Servant Leadership requires you to be willing to do what the average person will not do.
The concept of servant leadership begins by being a servant first. A servant leader must first learn to serve before taking on any leadership position. Servant leaders are required to focus on the wellbeing and individual growth of their followers. It is known that people will not follow a leader until he/she shows genuine interest in them.
It is a known fact that Leadership can be a very challenging task at times. One of the responsibilities of a servant leader is to motivate the team to all work together towards a common goal. This can be a daunting challenge indeed. Many times your the team will be comprised of very diverse members, each with their own strengths, weaknesses, and work styles.
Successful people have learned to pass up immediate pleasures in return for long term pleasures. They are willing to do the dull and unglamorous things that unsuccessful people are unwilling to do.
Team dynamics are also often complicated at times by internal disagreements and personal conflicts. Because the leader, not only has to work with this group of people, but they also need to achieve the expected results.
A good leader will see the greatest results by working and utilizing the strengths and working style characteristics of the personalities on the team. By correctly positioning the individual member strengths and compensating for weaknesses, the leader can bring the team into a productive balance and harmony.
“Integrity is a powerful force, keeping you alive to others long after you’ve left their presence.” –Mollie Marti
Servant Leaders can greatly benefit by being able to identify the types of personality characteristics of their team members.

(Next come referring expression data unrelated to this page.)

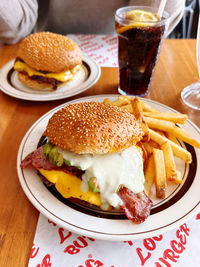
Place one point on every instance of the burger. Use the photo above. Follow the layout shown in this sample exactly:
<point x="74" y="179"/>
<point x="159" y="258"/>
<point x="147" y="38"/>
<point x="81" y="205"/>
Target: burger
<point x="92" y="155"/>
<point x="46" y="61"/>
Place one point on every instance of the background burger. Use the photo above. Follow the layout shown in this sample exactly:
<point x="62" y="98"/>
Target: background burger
<point x="92" y="155"/>
<point x="47" y="60"/>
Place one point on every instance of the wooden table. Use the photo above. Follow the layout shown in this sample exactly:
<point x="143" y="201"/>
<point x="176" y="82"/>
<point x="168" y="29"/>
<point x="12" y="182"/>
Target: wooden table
<point x="176" y="69"/>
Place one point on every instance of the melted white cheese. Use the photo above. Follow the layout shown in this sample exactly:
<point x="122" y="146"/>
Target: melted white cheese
<point x="111" y="171"/>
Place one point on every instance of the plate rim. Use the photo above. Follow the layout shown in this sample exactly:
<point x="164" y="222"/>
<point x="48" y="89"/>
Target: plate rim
<point x="39" y="97"/>
<point x="91" y="233"/>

Through understanding the basic personality types, the leader can use individual strengths of members for the good of the team, as well as assign tasks that individual team member’s naturally excel in.
A leader can also learn to communicate in a way that is motivating, by taking into account the needs, values and working preferences of different team members.
“If you can’t handle others’ disapproval, then leadership isn’t for you.” — Miles Anthony Smith
The four personality types will be described using the colors Yellow, Blue, Green and Red.
A strong Yellow member will take work and responsibility very seriously. Yellow personalities will want to contribute, be part of the team, and to be successful and productive. They tend to respond well to recognition, rewards and incentives. However, your Yellow team members need well defined responsibilities and structure, firm expectations and timelines, as well as, being reassured from authority from time to time that they are on the right track.
A strong Blue personality needs an “open”, social atmosphere to be able work well. Relationships are very important for them, and they require the freedom to be able to nurture relationships with coworkers, customers and team members. Realize that conflict and intense competition are painful for a strong Blue, but they will thrive in a positive, creative, service orientated atmosphere.
A strong Green personality is more noted for expertise rather than people skills. They are excellent when working with facts, data, research and analytical projects. Greens shine in their ability for designing, understanding complex systems and strategy. Know that “facts” are of utmost importance for the Green, but they have a weakness for routine follow through and are somewhat insensitive in social interactions.
A strong Red team member will be noticed by their energy, skill and creativity and strong personality. A key factor for an Red is the freedom to be able to use their skills and abilities. If there is too much structure, or their boss is an authoritarian, the red personality feels blocked and will not function well. Red personalities are money focused and will work well in a spirit of teamwork, competition and camaraderie. They are action orientated, though and become impatient with prolonged talking and detailed administrative tasks. They are producers!
When a leader recognizes the colors of his/her team, can use this knowledge to blend the team members into a unified, well coordinated picture poised for success. By facilitating each team member to function in their areas of natural strength and motivating them by communicating in a way that inspires harmony and team work, the Servant Leader is well on the way to achieving extraordinary results for their team and themselves.